Winning sales engineer trait #6: Diplomatic
July 27, 2012 § 1 Comment
“No one ever won an argument with a customer” is a time-tested adage that is doubly true when interacting with a prospective client. In this next installment of 7 Habits of the Most Effective Sales Engineers, I depict why diplomacy is such an essential talent for the sales engineer.
To begin, it’s vital to remember that the solution that’s being pitched during the technical sales cycle will typically require alterations to the way the prospect conducts business. In some cases, the proposed new technology will displace existing solutions – often developed, supported, or sponsored by the prospect’s employees. And let’s face it: new solutions really can cost them their jobs. For example, an insurance company doesn’t need a whole team of programmers to build and maintain an internally developed ERP package when they can acquire and support a best-of-breed product for a fraction of the cost.

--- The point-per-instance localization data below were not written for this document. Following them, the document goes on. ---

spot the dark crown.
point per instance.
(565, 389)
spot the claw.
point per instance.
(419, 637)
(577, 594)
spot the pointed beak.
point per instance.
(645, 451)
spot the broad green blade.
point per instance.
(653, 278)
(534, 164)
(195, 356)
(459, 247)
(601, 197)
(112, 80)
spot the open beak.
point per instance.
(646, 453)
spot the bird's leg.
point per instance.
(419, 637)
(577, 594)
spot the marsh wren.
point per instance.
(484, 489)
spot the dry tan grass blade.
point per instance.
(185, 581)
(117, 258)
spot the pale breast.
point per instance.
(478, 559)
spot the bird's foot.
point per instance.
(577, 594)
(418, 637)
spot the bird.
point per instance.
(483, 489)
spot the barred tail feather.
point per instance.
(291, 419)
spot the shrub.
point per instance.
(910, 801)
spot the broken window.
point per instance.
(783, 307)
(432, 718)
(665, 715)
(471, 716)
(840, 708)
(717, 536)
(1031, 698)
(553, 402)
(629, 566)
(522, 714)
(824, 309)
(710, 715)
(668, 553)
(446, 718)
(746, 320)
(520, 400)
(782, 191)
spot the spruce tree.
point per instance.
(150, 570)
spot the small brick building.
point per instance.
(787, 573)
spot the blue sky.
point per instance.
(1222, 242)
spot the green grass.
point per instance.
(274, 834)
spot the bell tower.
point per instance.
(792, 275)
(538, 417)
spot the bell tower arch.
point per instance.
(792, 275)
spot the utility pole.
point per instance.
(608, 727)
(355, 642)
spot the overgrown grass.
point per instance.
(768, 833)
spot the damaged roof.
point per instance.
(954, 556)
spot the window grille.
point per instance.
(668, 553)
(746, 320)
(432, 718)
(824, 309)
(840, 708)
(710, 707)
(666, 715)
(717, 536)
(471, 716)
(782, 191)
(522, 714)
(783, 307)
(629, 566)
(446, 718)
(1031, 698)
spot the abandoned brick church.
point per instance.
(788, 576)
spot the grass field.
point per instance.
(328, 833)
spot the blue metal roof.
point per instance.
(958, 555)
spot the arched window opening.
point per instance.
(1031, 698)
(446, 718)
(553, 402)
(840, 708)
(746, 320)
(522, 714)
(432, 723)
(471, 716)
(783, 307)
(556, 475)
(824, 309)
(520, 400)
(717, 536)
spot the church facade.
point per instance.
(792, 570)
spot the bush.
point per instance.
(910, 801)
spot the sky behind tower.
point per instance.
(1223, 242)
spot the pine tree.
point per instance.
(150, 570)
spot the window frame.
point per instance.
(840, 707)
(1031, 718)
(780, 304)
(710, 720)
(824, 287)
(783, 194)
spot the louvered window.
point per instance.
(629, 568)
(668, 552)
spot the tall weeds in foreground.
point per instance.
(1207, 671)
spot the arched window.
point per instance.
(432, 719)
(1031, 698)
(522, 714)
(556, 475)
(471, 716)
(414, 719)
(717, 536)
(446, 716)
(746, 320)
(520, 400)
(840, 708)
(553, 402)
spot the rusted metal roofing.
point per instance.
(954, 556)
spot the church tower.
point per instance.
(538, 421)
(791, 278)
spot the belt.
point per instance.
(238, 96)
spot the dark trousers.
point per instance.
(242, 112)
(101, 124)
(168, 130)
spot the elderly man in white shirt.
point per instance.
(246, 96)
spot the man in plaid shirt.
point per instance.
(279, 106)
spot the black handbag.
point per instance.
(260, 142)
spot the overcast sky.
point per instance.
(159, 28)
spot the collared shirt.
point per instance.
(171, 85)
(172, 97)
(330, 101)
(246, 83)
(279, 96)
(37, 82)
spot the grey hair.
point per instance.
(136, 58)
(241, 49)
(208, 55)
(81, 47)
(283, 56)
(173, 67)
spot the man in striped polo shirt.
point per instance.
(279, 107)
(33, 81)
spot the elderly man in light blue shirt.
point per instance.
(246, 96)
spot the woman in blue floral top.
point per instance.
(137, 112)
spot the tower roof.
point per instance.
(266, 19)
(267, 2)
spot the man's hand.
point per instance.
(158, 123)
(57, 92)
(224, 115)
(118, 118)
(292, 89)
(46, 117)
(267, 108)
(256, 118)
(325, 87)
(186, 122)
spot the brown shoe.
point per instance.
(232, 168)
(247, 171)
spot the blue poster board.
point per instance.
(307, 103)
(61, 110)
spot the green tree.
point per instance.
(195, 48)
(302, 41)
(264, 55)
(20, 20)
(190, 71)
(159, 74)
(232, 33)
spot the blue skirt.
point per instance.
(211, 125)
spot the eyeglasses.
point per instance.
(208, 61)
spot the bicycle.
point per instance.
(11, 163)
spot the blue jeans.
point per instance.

For these reasons – and many others – it’s very common for the prospect’s technical staff to feel threatened by new products, and to find innovative ways to monkey wrench a sales cycle. These can range from passive aggressive techniques all the way up to belligerent confrontations. Every SE faces these types of situations but only the most diplomatic SEs can gracefully cope with these intimidating circumstances with dignity and poise.
Here are some simple recommendations about how you can incorporate the fine art of diplomacy in your technical sales cycles:
- First and foremost: you should always maintain professionalism, even when being berated by a socially maladjusted engineer during a sales call.
- Maintain credibility by having a solid and relevant technical background without feeling the need to throw your PhD in engineering from MIT in your prospect’s face.
- Demonstrate extensive product knowledge without denigrating your competition.
- Don’t be too sales-y: that’s the sales rep’s job. And it’s the rep’s job to alert the prospect’s management if their technical staff are acting in bad faith to disrupt a legitimate sales cycle.
- Communicate clearly and concisely, both verbally and in writing: stick to the point, back it up with facts, and avoid hyperbole.
- When you have proof that someone from the prospect is wrong on a technical matter, point it out gently: there’s no need to celebrate your victory.
- Finally – although passion about the job is a good thing, don’t get too emotionally involved in the sale. Win or lose, you’ll be on to the next deal soon.